Забыв о предупреждениях Вадима насчет внезапных выходок, больше не задумываясь над тем, как сможет повлиять на судьбу романа этот внезапный порыв, без колебаний и с полной уверенностью в том, что поступаю правильно, я набрала в поле ответа:

«У меня нет слов для того, чтобы выразить чувства, которые я испытала, прочитав твое признание. Есть только восхищение. Я восхищаюсь твоей откровенностью и тем, что у тебя хватило смелости открыто признаться. У меня не хватило. Я до сих пор могу говорить о случившемся только через своего героя. Слишком это больно, слишком велик риск сорваться, если не прятаться под маской. Мне бы так хотелось верить, что никогда не вернусь назад, что я смогла выкарабкаться. Может быть, и смогла, насовсем.

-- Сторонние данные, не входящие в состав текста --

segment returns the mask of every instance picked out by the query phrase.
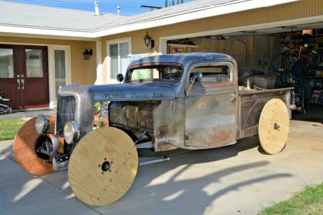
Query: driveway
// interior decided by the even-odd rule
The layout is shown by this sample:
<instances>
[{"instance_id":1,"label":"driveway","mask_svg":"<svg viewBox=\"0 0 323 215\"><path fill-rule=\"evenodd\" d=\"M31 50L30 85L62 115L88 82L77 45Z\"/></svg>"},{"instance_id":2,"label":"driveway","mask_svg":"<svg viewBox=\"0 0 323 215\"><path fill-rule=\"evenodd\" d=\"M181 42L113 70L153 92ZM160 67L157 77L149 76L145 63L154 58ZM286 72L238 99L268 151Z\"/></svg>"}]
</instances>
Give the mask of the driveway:
<instances>
[{"instance_id":1,"label":"driveway","mask_svg":"<svg viewBox=\"0 0 323 215\"><path fill-rule=\"evenodd\" d=\"M0 214L249 214L323 182L323 127L291 121L287 146L265 154L258 137L140 167L129 191L93 207L73 194L67 171L37 177L15 162L13 141L0 143Z\"/></svg>"}]
</instances>

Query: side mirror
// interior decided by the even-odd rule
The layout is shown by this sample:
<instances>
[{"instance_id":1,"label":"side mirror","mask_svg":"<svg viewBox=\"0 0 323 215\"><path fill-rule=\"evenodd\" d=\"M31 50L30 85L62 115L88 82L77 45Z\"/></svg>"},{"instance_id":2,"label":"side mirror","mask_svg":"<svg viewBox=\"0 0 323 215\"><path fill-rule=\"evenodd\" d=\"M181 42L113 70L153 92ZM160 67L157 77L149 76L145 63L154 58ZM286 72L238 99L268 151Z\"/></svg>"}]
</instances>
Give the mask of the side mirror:
<instances>
[{"instance_id":1,"label":"side mirror","mask_svg":"<svg viewBox=\"0 0 323 215\"><path fill-rule=\"evenodd\" d=\"M117 80L118 80L118 81L119 81L119 83L121 83L122 82L122 81L123 81L123 75L122 74L118 74L117 76Z\"/></svg>"},{"instance_id":2,"label":"side mirror","mask_svg":"<svg viewBox=\"0 0 323 215\"><path fill-rule=\"evenodd\" d=\"M194 84L194 82L195 81L200 81L202 80L202 78L203 78L203 75L201 72L197 71L194 74L191 79L190 80L191 85L190 85L190 87L188 88L188 90L187 90L187 92L186 92L186 95L188 95L188 93L190 92L190 90L191 90L191 88L192 88L192 86L193 85L193 84Z\"/></svg>"},{"instance_id":3,"label":"side mirror","mask_svg":"<svg viewBox=\"0 0 323 215\"><path fill-rule=\"evenodd\" d=\"M195 78L195 81L200 81L203 78L203 75L201 72L196 72L193 76Z\"/></svg>"}]
</instances>

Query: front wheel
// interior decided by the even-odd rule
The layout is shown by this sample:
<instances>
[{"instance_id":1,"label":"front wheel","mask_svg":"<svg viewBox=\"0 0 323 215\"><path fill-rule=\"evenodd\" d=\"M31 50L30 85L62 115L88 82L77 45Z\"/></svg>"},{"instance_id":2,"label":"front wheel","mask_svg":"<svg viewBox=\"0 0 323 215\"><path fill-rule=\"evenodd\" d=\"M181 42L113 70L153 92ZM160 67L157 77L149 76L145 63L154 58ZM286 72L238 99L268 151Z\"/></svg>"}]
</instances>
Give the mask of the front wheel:
<instances>
[{"instance_id":1,"label":"front wheel","mask_svg":"<svg viewBox=\"0 0 323 215\"><path fill-rule=\"evenodd\" d=\"M273 69L279 73L281 73L287 70L289 67L290 64L290 62L288 57L282 53L275 55L272 60Z\"/></svg>"},{"instance_id":2,"label":"front wheel","mask_svg":"<svg viewBox=\"0 0 323 215\"><path fill-rule=\"evenodd\" d=\"M75 195L93 206L121 198L135 180L138 169L136 146L128 134L103 127L88 133L74 149L68 179Z\"/></svg>"},{"instance_id":3,"label":"front wheel","mask_svg":"<svg viewBox=\"0 0 323 215\"><path fill-rule=\"evenodd\" d=\"M55 116L47 115L47 117L50 120L51 125L48 133L53 133ZM16 135L14 140L14 154L17 163L26 172L36 175L49 174L53 171L52 166L45 162L48 161L49 157L48 156L40 157L35 152L35 142L42 136L35 130L35 121L36 117L29 120Z\"/></svg>"},{"instance_id":4,"label":"front wheel","mask_svg":"<svg viewBox=\"0 0 323 215\"><path fill-rule=\"evenodd\" d=\"M316 49L309 48L304 52L303 60L307 65L309 69L315 68L319 64L321 60L319 52Z\"/></svg>"}]
</instances>

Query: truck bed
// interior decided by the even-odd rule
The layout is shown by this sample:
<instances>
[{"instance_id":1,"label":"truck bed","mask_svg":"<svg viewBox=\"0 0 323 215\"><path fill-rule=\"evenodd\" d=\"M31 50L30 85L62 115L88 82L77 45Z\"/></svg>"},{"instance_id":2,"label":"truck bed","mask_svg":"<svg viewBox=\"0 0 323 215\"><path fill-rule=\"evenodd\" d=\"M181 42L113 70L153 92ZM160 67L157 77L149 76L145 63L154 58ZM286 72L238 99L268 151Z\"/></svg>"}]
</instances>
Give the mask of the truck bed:
<instances>
[{"instance_id":1,"label":"truck bed","mask_svg":"<svg viewBox=\"0 0 323 215\"><path fill-rule=\"evenodd\" d=\"M290 90L293 87L265 90L239 90L239 126L237 139L250 137L258 134L258 125L261 111L266 102L274 98L283 100L288 107L290 118L291 112Z\"/></svg>"}]
</instances>

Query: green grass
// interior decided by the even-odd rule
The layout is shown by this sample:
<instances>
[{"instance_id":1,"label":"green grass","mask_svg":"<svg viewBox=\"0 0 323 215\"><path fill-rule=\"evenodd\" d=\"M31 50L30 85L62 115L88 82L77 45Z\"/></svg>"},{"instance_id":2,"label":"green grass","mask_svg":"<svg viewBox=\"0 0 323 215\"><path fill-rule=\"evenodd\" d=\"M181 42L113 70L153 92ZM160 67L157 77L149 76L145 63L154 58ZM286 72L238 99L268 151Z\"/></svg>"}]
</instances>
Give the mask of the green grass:
<instances>
[{"instance_id":1,"label":"green grass","mask_svg":"<svg viewBox=\"0 0 323 215\"><path fill-rule=\"evenodd\" d=\"M258 215L323 214L323 183L304 187L304 190L294 193L289 199L274 203Z\"/></svg>"},{"instance_id":2,"label":"green grass","mask_svg":"<svg viewBox=\"0 0 323 215\"><path fill-rule=\"evenodd\" d=\"M15 139L16 134L25 122L21 119L0 119L0 141Z\"/></svg>"}]
</instances>

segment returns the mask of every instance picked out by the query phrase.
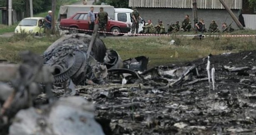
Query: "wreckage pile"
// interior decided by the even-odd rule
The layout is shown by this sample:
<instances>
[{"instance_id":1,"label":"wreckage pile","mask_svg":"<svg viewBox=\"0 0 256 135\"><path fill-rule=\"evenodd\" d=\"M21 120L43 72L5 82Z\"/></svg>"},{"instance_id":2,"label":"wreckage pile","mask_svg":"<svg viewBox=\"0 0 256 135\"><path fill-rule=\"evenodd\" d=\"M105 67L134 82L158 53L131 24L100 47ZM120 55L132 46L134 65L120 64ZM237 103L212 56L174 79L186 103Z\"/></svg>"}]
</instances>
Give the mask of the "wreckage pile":
<instances>
[{"instance_id":1,"label":"wreckage pile","mask_svg":"<svg viewBox=\"0 0 256 135\"><path fill-rule=\"evenodd\" d=\"M23 54L19 77L11 81L12 87L0 85L3 89L0 94L3 106L1 132L11 135L255 133L256 51L210 55L211 68L215 69L214 90L208 82L207 57L147 70L148 58L122 61L99 39L90 47L91 38L79 34L62 38L48 48L42 59ZM47 70L45 67L50 67L52 74L42 74L38 79L37 75Z\"/></svg>"}]
</instances>

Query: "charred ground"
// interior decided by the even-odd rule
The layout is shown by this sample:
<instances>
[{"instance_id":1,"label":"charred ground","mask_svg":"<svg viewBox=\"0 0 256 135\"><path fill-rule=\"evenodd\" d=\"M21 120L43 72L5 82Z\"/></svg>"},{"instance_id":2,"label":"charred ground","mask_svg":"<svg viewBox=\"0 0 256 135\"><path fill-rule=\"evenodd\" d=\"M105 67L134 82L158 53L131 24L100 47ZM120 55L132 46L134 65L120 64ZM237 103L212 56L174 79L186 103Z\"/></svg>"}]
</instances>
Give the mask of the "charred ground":
<instances>
[{"instance_id":1,"label":"charred ground","mask_svg":"<svg viewBox=\"0 0 256 135\"><path fill-rule=\"evenodd\" d=\"M253 134L256 56L255 51L211 56L216 84L210 94L207 80L168 87L156 78L137 87L81 88L80 95L95 103L96 118L110 122L115 135ZM204 78L206 63L200 59L169 67L196 65L198 77ZM230 72L224 66L249 68Z\"/></svg>"}]
</instances>

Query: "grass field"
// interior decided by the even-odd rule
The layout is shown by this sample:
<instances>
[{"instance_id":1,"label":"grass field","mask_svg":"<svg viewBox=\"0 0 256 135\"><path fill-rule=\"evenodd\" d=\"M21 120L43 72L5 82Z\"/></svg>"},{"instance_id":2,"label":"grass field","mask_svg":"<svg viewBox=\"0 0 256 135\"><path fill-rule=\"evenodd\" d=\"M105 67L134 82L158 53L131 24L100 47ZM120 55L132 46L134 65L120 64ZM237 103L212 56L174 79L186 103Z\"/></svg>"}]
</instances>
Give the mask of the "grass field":
<instances>
[{"instance_id":1,"label":"grass field","mask_svg":"<svg viewBox=\"0 0 256 135\"><path fill-rule=\"evenodd\" d=\"M35 39L26 35L0 38L0 59L19 62L19 52L27 50L42 54L57 38L52 36ZM116 50L122 60L145 55L149 58L150 67L190 61L209 53L216 55L256 49L255 37L208 37L202 40L175 36L113 39L103 40L107 47ZM174 45L169 43L172 39L175 41Z\"/></svg>"}]
</instances>

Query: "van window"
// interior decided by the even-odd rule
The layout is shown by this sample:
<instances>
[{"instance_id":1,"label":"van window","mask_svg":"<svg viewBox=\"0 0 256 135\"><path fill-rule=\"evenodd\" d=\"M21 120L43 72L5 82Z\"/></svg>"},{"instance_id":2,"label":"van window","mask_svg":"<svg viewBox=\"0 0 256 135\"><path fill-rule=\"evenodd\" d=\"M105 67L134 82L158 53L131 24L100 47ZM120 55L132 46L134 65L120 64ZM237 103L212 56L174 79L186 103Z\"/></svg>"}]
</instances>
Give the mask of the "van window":
<instances>
[{"instance_id":1,"label":"van window","mask_svg":"<svg viewBox=\"0 0 256 135\"><path fill-rule=\"evenodd\" d=\"M133 21L133 19L132 19L132 14L130 14L130 17L131 17L131 22L132 22Z\"/></svg>"},{"instance_id":2,"label":"van window","mask_svg":"<svg viewBox=\"0 0 256 135\"><path fill-rule=\"evenodd\" d=\"M78 19L78 18L79 17L79 16L80 16L80 14L77 14L77 15L76 15L75 16L75 17L74 17L74 18L73 18L73 19L77 20Z\"/></svg>"},{"instance_id":3,"label":"van window","mask_svg":"<svg viewBox=\"0 0 256 135\"><path fill-rule=\"evenodd\" d=\"M117 21L123 22L127 22L127 16L126 13L117 14Z\"/></svg>"}]
</instances>

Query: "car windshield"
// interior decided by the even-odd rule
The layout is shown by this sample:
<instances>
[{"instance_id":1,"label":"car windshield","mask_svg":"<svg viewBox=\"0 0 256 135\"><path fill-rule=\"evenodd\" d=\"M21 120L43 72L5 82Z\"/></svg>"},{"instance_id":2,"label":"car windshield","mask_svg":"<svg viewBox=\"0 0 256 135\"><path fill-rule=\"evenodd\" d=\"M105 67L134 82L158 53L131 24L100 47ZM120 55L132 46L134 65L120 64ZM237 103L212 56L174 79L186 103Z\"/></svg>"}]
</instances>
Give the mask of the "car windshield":
<instances>
[{"instance_id":1,"label":"car windshield","mask_svg":"<svg viewBox=\"0 0 256 135\"><path fill-rule=\"evenodd\" d=\"M20 21L19 26L36 26L37 20L35 19L25 19Z\"/></svg>"}]
</instances>

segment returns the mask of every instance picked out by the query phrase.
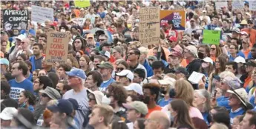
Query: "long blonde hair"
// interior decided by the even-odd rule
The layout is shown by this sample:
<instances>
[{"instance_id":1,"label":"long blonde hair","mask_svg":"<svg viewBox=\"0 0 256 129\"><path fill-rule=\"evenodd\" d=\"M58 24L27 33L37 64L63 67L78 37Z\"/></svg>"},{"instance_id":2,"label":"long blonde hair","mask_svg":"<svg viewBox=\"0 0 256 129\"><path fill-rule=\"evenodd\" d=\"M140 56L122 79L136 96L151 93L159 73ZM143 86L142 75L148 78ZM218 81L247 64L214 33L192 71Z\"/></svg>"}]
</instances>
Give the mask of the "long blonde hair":
<instances>
[{"instance_id":1,"label":"long blonde hair","mask_svg":"<svg viewBox=\"0 0 256 129\"><path fill-rule=\"evenodd\" d=\"M188 106L194 107L194 90L192 85L186 80L178 80L175 82L175 98L183 99Z\"/></svg>"}]
</instances>

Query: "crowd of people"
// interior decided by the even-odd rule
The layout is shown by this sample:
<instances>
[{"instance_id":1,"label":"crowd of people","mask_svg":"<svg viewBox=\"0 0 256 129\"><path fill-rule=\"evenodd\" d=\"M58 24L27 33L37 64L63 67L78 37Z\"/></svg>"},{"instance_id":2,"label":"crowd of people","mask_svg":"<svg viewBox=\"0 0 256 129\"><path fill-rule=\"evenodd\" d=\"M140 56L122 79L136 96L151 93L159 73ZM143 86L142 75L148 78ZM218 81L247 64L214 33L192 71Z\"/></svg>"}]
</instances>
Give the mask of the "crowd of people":
<instances>
[{"instance_id":1,"label":"crowd of people","mask_svg":"<svg viewBox=\"0 0 256 129\"><path fill-rule=\"evenodd\" d=\"M54 10L27 30L1 22L1 128L256 129L256 12L226 1L1 1L1 19ZM142 44L148 7L185 10L186 30L161 22L160 42ZM203 43L205 30L221 31L218 44ZM65 63L46 62L48 32L72 36Z\"/></svg>"}]
</instances>

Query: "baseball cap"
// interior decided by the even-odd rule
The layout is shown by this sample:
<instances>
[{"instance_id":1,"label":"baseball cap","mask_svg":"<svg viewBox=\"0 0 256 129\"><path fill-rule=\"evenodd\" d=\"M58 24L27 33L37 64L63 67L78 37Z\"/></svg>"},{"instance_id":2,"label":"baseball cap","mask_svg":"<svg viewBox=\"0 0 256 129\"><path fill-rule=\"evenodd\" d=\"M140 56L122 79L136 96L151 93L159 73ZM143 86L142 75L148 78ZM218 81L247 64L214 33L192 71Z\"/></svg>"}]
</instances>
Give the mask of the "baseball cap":
<instances>
[{"instance_id":1,"label":"baseball cap","mask_svg":"<svg viewBox=\"0 0 256 129\"><path fill-rule=\"evenodd\" d=\"M87 95L88 96L88 98L89 98L90 93L93 94L94 96L95 99L96 99L96 102L97 103L97 105L102 104L104 94L101 91L99 91L99 90L92 91L90 89L87 89Z\"/></svg>"},{"instance_id":2,"label":"baseball cap","mask_svg":"<svg viewBox=\"0 0 256 129\"><path fill-rule=\"evenodd\" d=\"M175 70L174 70L175 73L183 73L184 75L187 75L188 73L187 71L186 70L185 67L178 67Z\"/></svg>"},{"instance_id":3,"label":"baseball cap","mask_svg":"<svg viewBox=\"0 0 256 129\"><path fill-rule=\"evenodd\" d=\"M134 73L130 70L122 70L120 73L116 73L118 76L126 76L130 80L133 80L134 78Z\"/></svg>"},{"instance_id":4,"label":"baseball cap","mask_svg":"<svg viewBox=\"0 0 256 129\"><path fill-rule=\"evenodd\" d=\"M232 89L238 89L241 87L241 81L237 77L226 76L222 81L224 84L229 85Z\"/></svg>"},{"instance_id":5,"label":"baseball cap","mask_svg":"<svg viewBox=\"0 0 256 129\"><path fill-rule=\"evenodd\" d=\"M5 64L5 65L7 65L9 66L10 63L9 63L9 61L6 59L0 59L0 64Z\"/></svg>"},{"instance_id":6,"label":"baseball cap","mask_svg":"<svg viewBox=\"0 0 256 129\"><path fill-rule=\"evenodd\" d=\"M207 63L211 63L213 64L213 61L210 57L206 57L203 59L203 62L207 62Z\"/></svg>"},{"instance_id":7,"label":"baseball cap","mask_svg":"<svg viewBox=\"0 0 256 129\"><path fill-rule=\"evenodd\" d=\"M246 64L246 60L244 59L244 58L243 58L241 56L237 56L237 58L235 58L234 62L236 63Z\"/></svg>"},{"instance_id":8,"label":"baseball cap","mask_svg":"<svg viewBox=\"0 0 256 129\"><path fill-rule=\"evenodd\" d=\"M142 102L134 101L131 103L122 104L122 105L126 109L134 109L143 115L146 115L148 112L147 105Z\"/></svg>"},{"instance_id":9,"label":"baseball cap","mask_svg":"<svg viewBox=\"0 0 256 129\"><path fill-rule=\"evenodd\" d=\"M46 93L52 99L59 99L61 98L59 93L50 87L47 87L45 90L40 90L39 92Z\"/></svg>"},{"instance_id":10,"label":"baseball cap","mask_svg":"<svg viewBox=\"0 0 256 129\"><path fill-rule=\"evenodd\" d=\"M113 67L112 64L108 62L103 62L102 64L99 64L98 65L98 67L101 67L101 68L110 68L110 69L114 70L114 67Z\"/></svg>"},{"instance_id":11,"label":"baseball cap","mask_svg":"<svg viewBox=\"0 0 256 129\"><path fill-rule=\"evenodd\" d=\"M174 36L171 36L170 38L169 38L169 40L171 41L171 42L177 42L177 38L176 37L174 37Z\"/></svg>"},{"instance_id":12,"label":"baseball cap","mask_svg":"<svg viewBox=\"0 0 256 129\"><path fill-rule=\"evenodd\" d=\"M237 96L238 99L240 99L240 101L241 101L243 105L247 107L246 100L248 98L248 93L244 88L241 87L239 89L236 89L234 90L228 90L227 92Z\"/></svg>"},{"instance_id":13,"label":"baseball cap","mask_svg":"<svg viewBox=\"0 0 256 129\"><path fill-rule=\"evenodd\" d=\"M142 87L141 87L140 85L139 85L137 83L131 83L128 86L125 87L125 88L128 91L134 90L140 95L143 95Z\"/></svg>"},{"instance_id":14,"label":"baseball cap","mask_svg":"<svg viewBox=\"0 0 256 129\"><path fill-rule=\"evenodd\" d=\"M240 33L240 29L238 27L233 27L233 29L231 31L232 32L236 32L237 33Z\"/></svg>"},{"instance_id":15,"label":"baseball cap","mask_svg":"<svg viewBox=\"0 0 256 129\"><path fill-rule=\"evenodd\" d=\"M0 113L0 118L3 120L12 120L13 116L18 113L18 110L13 107L5 108Z\"/></svg>"},{"instance_id":16,"label":"baseball cap","mask_svg":"<svg viewBox=\"0 0 256 129\"><path fill-rule=\"evenodd\" d=\"M103 56L106 56L108 59L111 58L111 53L108 51L105 51L105 50L102 50L101 52L99 52L100 55Z\"/></svg>"},{"instance_id":17,"label":"baseball cap","mask_svg":"<svg viewBox=\"0 0 256 129\"><path fill-rule=\"evenodd\" d=\"M181 53L180 53L179 51L171 52L170 56L175 56L175 57L183 57L183 54Z\"/></svg>"},{"instance_id":18,"label":"baseball cap","mask_svg":"<svg viewBox=\"0 0 256 129\"><path fill-rule=\"evenodd\" d=\"M249 60L246 64L246 65L249 65L249 66L256 67L255 61Z\"/></svg>"},{"instance_id":19,"label":"baseball cap","mask_svg":"<svg viewBox=\"0 0 256 129\"><path fill-rule=\"evenodd\" d=\"M59 99L55 105L48 106L47 108L53 113L65 113L68 116L71 115L73 110L72 103L68 99Z\"/></svg>"},{"instance_id":20,"label":"baseball cap","mask_svg":"<svg viewBox=\"0 0 256 129\"><path fill-rule=\"evenodd\" d=\"M193 45L187 46L186 47L186 50L188 50L191 54L194 55L195 56L198 57L197 56L197 49L196 47Z\"/></svg>"},{"instance_id":21,"label":"baseball cap","mask_svg":"<svg viewBox=\"0 0 256 129\"><path fill-rule=\"evenodd\" d=\"M74 67L72 67L70 71L66 72L66 74L68 74L70 76L77 76L83 79L86 79L85 71Z\"/></svg>"}]
</instances>

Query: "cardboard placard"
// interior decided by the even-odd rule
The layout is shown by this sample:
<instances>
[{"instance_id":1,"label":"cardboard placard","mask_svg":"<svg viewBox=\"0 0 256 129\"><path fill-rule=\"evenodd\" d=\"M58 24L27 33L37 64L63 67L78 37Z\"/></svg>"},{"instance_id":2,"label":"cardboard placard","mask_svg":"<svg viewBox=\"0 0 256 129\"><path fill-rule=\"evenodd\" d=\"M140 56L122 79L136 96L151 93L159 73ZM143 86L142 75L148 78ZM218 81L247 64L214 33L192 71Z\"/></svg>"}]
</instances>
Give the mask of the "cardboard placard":
<instances>
[{"instance_id":1,"label":"cardboard placard","mask_svg":"<svg viewBox=\"0 0 256 129\"><path fill-rule=\"evenodd\" d=\"M250 10L256 10L256 2L255 1L249 1L249 9Z\"/></svg>"},{"instance_id":2,"label":"cardboard placard","mask_svg":"<svg viewBox=\"0 0 256 129\"><path fill-rule=\"evenodd\" d=\"M186 11L185 10L161 10L161 27L163 23L171 21L174 30L185 30L186 28Z\"/></svg>"},{"instance_id":3,"label":"cardboard placard","mask_svg":"<svg viewBox=\"0 0 256 129\"><path fill-rule=\"evenodd\" d=\"M228 7L228 1L215 1L216 10L220 10L222 7Z\"/></svg>"},{"instance_id":4,"label":"cardboard placard","mask_svg":"<svg viewBox=\"0 0 256 129\"><path fill-rule=\"evenodd\" d=\"M232 10L243 9L244 7L244 1L232 1Z\"/></svg>"},{"instance_id":5,"label":"cardboard placard","mask_svg":"<svg viewBox=\"0 0 256 129\"><path fill-rule=\"evenodd\" d=\"M191 75L190 75L188 80L191 82L192 84L198 84L200 79L204 76L205 75L200 73L197 73L194 71Z\"/></svg>"},{"instance_id":6,"label":"cardboard placard","mask_svg":"<svg viewBox=\"0 0 256 129\"><path fill-rule=\"evenodd\" d=\"M3 24L4 30L27 30L27 10L4 10Z\"/></svg>"},{"instance_id":7,"label":"cardboard placard","mask_svg":"<svg viewBox=\"0 0 256 129\"><path fill-rule=\"evenodd\" d=\"M48 32L47 33L46 64L65 63L68 59L70 35L66 33Z\"/></svg>"},{"instance_id":8,"label":"cardboard placard","mask_svg":"<svg viewBox=\"0 0 256 129\"><path fill-rule=\"evenodd\" d=\"M140 9L139 41L142 45L148 46L160 43L160 13L159 7Z\"/></svg>"},{"instance_id":9,"label":"cardboard placard","mask_svg":"<svg viewBox=\"0 0 256 129\"><path fill-rule=\"evenodd\" d=\"M53 9L32 5L31 21L45 23L46 20L54 20Z\"/></svg>"},{"instance_id":10,"label":"cardboard placard","mask_svg":"<svg viewBox=\"0 0 256 129\"><path fill-rule=\"evenodd\" d=\"M203 44L220 44L220 40L221 39L221 31L203 30Z\"/></svg>"},{"instance_id":11,"label":"cardboard placard","mask_svg":"<svg viewBox=\"0 0 256 129\"><path fill-rule=\"evenodd\" d=\"M87 7L91 6L90 0L74 0L75 6L77 7Z\"/></svg>"}]
</instances>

Но это не моя заслуга. Я выстояла только потому, что рядом был надежный и близкий человек, который поддерживал меня и его безоговорочная вера в то, что я смогу, обязательно смогу, помогла мне. Вот уже два года я живу без ненависти к себе. А еще очень помогла привычка писать, оставлять свою боль на бумаге. Я и в дневнике затронула эту тему, чтобы окончательно выговориться, ведь это так важно — и так безумно сложно. Я же знаю, что каждый из нас (а после твоих слов я уверена, что есть не только ты и я, нас гораздо больше) тайком думает о себе. Как презирает себя и стесняется этой позорной слабости, которая на самом деле — болезнь. И как любую болезнь ее надо лечить. А для начала нужно хотя бы просто открыться. Я понимаю, что говорить об этом публично не каждый решится, поэтому, если есть что сказать, пишите мне на электронную почту. Если кто-то напишет здесь, я отвечу и здесь. Главное не молчать. Потому что именно молчание привело моего героя к смерти — и я не хочу, чтобы эта история повторилась в реальной жизни»

То, что произошло дальше, было похоже на снежную лавину, внезапно сошедшую с гор. Мне ответили — на почту, и в комментариях, и эти ответы множились с катастрофической скоростью. Писали подростки и взрослые, успешные, состоявшиеся люди, и те, кто запутался в бесконечных неудачах, лидеры, привыкшие к всеобщему вниманию и нелюдимые, замкнутые тихони, не желавшие лишний раз выходить на улицу. Не было больше несмелых признаний, меня накрыла волна отчаянных откровений, на которые, под прикрытием виртуальной анонимности решились те, кто так долго молчал.